Oh, Levi. You have no idea how I’ve been.
“I’ve been good,” I tell him as he sets me down slowly. “But what aboutyou?This is the longest I’ve seen you since…” I lose my train of thought when I realize that he’s staring down at me, his eyes tracing what feels like every inch of my body. I smile, nervously biting my lip. “Levi…what…” I start to say, but he takes another step toward me.
“Did he…that night, at the party, when Tyson and I came... Was that guy…did he…” he starts to ask, and his eyebrows knit together. But I take a step toward him and press a finger to his lips.

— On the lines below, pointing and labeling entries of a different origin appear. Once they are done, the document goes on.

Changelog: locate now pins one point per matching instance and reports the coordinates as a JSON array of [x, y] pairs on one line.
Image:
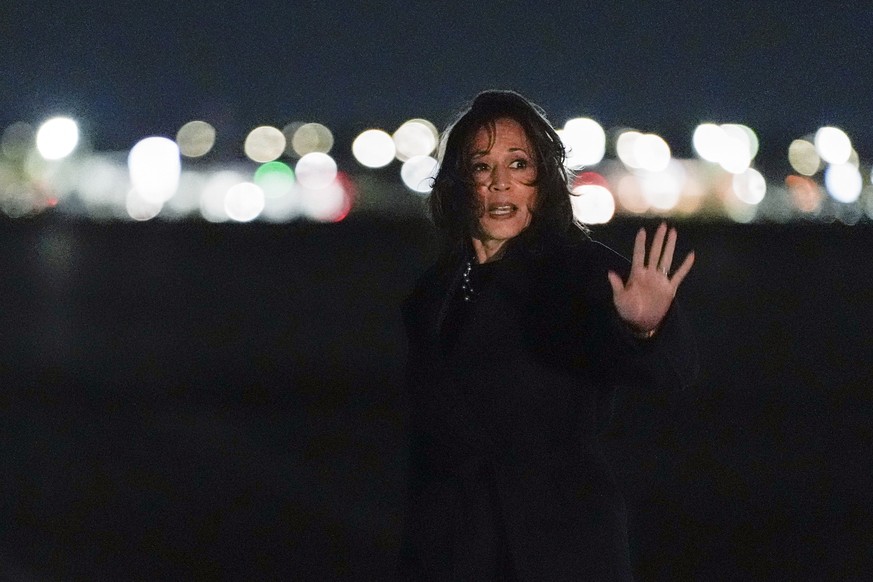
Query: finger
[[639, 256], [657, 245], [667, 255], [616, 283], [683, 269]]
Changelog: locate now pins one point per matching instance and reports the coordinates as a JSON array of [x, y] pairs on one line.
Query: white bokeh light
[[833, 145], [316, 170], [57, 138], [592, 204], [214, 192], [244, 202], [585, 142], [155, 166], [416, 137], [418, 172], [374, 148], [264, 144], [195, 139], [663, 189], [326, 204]]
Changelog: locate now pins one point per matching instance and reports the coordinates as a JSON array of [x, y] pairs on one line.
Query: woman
[[518, 337]]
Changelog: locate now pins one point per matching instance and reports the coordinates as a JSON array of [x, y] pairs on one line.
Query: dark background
[[189, 400], [127, 70]]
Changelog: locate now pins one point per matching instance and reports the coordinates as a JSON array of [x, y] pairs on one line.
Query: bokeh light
[[307, 138], [803, 157], [276, 179], [374, 148], [212, 199], [155, 167], [316, 170], [416, 137], [330, 203], [663, 189], [584, 141], [804, 194], [418, 172], [57, 138], [264, 144], [195, 139], [833, 145], [733, 146], [592, 201], [244, 202], [643, 151]]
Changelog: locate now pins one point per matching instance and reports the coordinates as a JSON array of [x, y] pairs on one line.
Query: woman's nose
[[499, 179]]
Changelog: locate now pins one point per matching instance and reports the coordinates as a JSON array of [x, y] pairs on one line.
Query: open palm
[[644, 299]]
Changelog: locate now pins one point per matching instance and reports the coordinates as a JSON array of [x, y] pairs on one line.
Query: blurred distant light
[[833, 145], [585, 142], [57, 138], [308, 138], [843, 182], [374, 148], [750, 186], [17, 141], [316, 170], [744, 135], [155, 167], [662, 189], [416, 137], [244, 202], [276, 179], [707, 141], [803, 157], [212, 206], [418, 172], [102, 183], [592, 204], [732, 146], [624, 148], [804, 193], [140, 209], [325, 204], [264, 144], [195, 139]]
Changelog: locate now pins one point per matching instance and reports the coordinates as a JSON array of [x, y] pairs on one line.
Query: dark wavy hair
[[453, 206]]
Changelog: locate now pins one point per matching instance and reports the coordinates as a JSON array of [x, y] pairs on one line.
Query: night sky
[[129, 69]]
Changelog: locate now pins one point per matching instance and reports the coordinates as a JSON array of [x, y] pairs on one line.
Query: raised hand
[[643, 301]]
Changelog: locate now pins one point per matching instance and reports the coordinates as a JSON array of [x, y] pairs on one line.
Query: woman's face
[[504, 171]]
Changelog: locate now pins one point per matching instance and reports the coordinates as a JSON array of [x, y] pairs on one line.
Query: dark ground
[[190, 401]]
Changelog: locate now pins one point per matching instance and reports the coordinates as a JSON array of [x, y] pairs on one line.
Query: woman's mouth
[[502, 210]]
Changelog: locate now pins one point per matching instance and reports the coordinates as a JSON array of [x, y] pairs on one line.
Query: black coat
[[504, 452]]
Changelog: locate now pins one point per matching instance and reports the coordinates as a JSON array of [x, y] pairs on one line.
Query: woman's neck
[[488, 250]]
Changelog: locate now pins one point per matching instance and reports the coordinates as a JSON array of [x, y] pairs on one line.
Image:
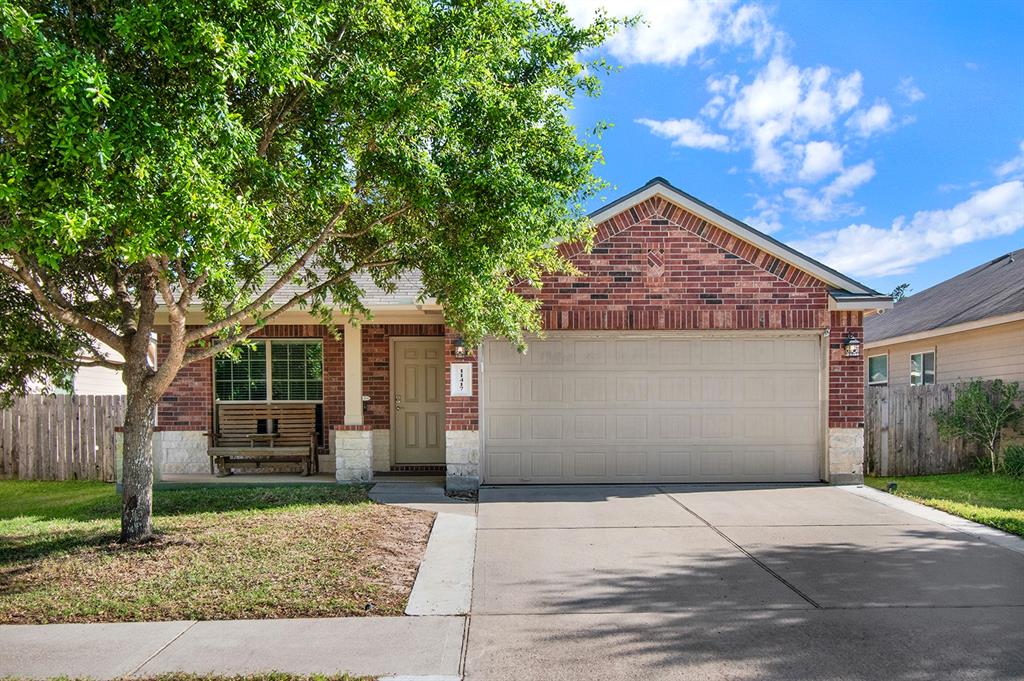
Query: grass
[[990, 499], [229, 552], [269, 676]]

“Don’t,” I say to him. He lifts his eyes to mine slowly. We stand like that for a moment, locked in on each other. And then he bends down, tilting my chin up toward him. His eyes bounce back and forth between mine for a minute, and then he leans down and presses his lips to mine. It starts soft, his lips moving gently along with mine. But then I feel his fingers weaving through my hair to grip the back of my head, and I feel mine reaching up to run through his.
He slides his hand down my back slowly and then down to the curve of my ass, and a tiny moan escapes me as he bites down gently on my bottom lip. I lift my leg up, and he grabs the crook of my knee to give me a boost. I wrap my legs around his waist as he spins us around, sitting me on top of the dryer. His other hand slides down my body and over the curve of my breast as his lips leave mine, headed for my jawline and then my neck.
And then his fingers dance up the inside of my bare thigh, stopping just before the hem of my sundress.
And then we hear my brother calling his name outside. His hand freezes, and I feel this Levi-induced high bursting into flames. He hangs his head for a minute, letting it rest on mine.